05 Mai 2025
"O conclave não coroa um rei, não dá confiança a um governo, não vota em um programa: mas escolhe uma pessoa que deve dizer “eu aceito” a uma imensa responsabilidade. E aí, o que conta não é a carreira, a orientação política, mas a credibilidade cristã de cada um".
O artigo é de Alberto Melloni, professor da Universidade de Modena-Reggio Emilia e diretor da Fundação de Ciências Religiosas João XXIII, de Bolonha, publicado por Corriere della Sera, de 04-05-2025. A tradução é de Luisa Rabolini.
Os dois terços dos cardeais que elegeram papas se agregaram ao longo do tempo com base nos mais diversos critérios: fidelidade aos seus reis, alianças entre famílias, convergências ideológicas ou teológicas. Mas, recentemente (um século abundante), eles têm se orientado sobretudo com base em dois indicadores: um mais objetivo, que no léxico do conclave é chamado de “capitulação”, e outro relativo ao sujeito, que é o “curso” que o futuro papa traça com o que ele diz ser e é.
A capitulatio não é muito antiga. Sabemos de sua existência desde 1352 e ela assumiu as mais diversas formas. É chamada assim não para aludir a uma rendição, mas porque lista os ‘capitula’ dos empenhos que o futuro papa infere do colégio eleitoral e transforma em sua agenda de pontificado.
Diferentes decisões entraram e entrarão nessa lista: a correção de erros (João XXIII nomeou imediatamente cardeal Montini, privado do cargo por um complô reacionário); um julgamento sobre o que a Igreja espera (Paulo VI reabriu o Concílio que havia sido formalmente interrompido com a morte do papa); a renúncia ao uso de instrumentos, mesmo que sejam admitidos (o direito de mudar até mesmo todos os prefeitos da Cúria existe há meio século e ninguém nunca o usou); a criação de novos órgãos (Francisco constituiu um “grupo” para ajudar em seu governo ou o C9, dizendo explicitamente que era uma ideia que surgiu durante os novendiais).

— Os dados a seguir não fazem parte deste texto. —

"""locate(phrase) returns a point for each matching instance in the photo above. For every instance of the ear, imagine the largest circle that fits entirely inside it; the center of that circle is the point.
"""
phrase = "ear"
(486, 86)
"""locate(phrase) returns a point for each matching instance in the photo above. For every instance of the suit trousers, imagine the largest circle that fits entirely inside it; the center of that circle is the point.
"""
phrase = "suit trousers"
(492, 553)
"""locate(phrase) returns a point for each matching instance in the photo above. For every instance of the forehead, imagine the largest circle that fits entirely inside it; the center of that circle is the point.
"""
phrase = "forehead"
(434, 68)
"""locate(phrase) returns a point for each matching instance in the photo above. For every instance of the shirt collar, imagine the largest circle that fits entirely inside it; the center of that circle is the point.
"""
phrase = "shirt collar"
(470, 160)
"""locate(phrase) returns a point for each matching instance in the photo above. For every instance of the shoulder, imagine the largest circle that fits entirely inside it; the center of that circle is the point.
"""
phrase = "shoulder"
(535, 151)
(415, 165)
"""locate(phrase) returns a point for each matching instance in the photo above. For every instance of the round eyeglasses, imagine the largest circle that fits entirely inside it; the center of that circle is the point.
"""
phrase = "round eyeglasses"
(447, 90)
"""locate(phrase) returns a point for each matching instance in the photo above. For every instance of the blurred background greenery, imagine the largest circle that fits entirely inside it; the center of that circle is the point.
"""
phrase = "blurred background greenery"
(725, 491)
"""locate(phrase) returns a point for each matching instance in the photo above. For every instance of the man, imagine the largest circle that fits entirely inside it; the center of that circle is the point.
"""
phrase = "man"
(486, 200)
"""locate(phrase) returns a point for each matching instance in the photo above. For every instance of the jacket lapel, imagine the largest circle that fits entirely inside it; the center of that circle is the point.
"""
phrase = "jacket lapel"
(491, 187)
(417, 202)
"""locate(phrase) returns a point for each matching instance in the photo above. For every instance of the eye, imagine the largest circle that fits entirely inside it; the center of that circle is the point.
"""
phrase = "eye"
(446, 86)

Não sabemos nada sobre a capitulatio que o sucessor de Francisco adotará, exceto que existirá. A loquacidade de alguns cardeais não eleitores e de ex futuros papas expressou sonhos de vingança e paternalismos que não poderão se realizar, em respeito aos cânones e ao bom senso. Mas, em algum momento, se chegará a uma lista implícita ou explícita. E os últimos discursos - aqueles dos não italianos feitos em um italiano impecável, aqueles dos italianos com comentários em excelente inglês - escrevem algumas linhas esclarecedoras.
No entanto, os empenhos que o futuro papa absorverá dos discursos de seus coirmãos, aqueles que ele evadirá mentindo nos jantares nos numerosos “supostos agregadores” da Roma eclesiástica, aqueles que assumirá em conversas particulares, não são suficientes para convencer aqueles que mudarão seus votos no decorrer da votação, aderindo finalmente à estratosférica maioria de 2/3. Além da capitulatio, os eleitores demandam o “curso” que os candidatos querem seguir, a bússola pela qual eles se orientam, a prova de seu senso de direção. Porque o conclave não coroa um rei, não dá confiança a um governo, não vota em um programa: mas escolhe uma pessoa que deve dizer “eu aceito” a uma imensa responsabilidade. E aí, o que conta não é a carreira, a orientação política, mas a credibilidade cristã de cada um. E se a Igreja reza, não é para que Deus guie o dedo dos cardeais na página da web que cospe o melhor veneno: mas para que a brisa de um silêncio impalpável abra seus olhos, sua inteligência, seus corações. E, porque não, seus narizes.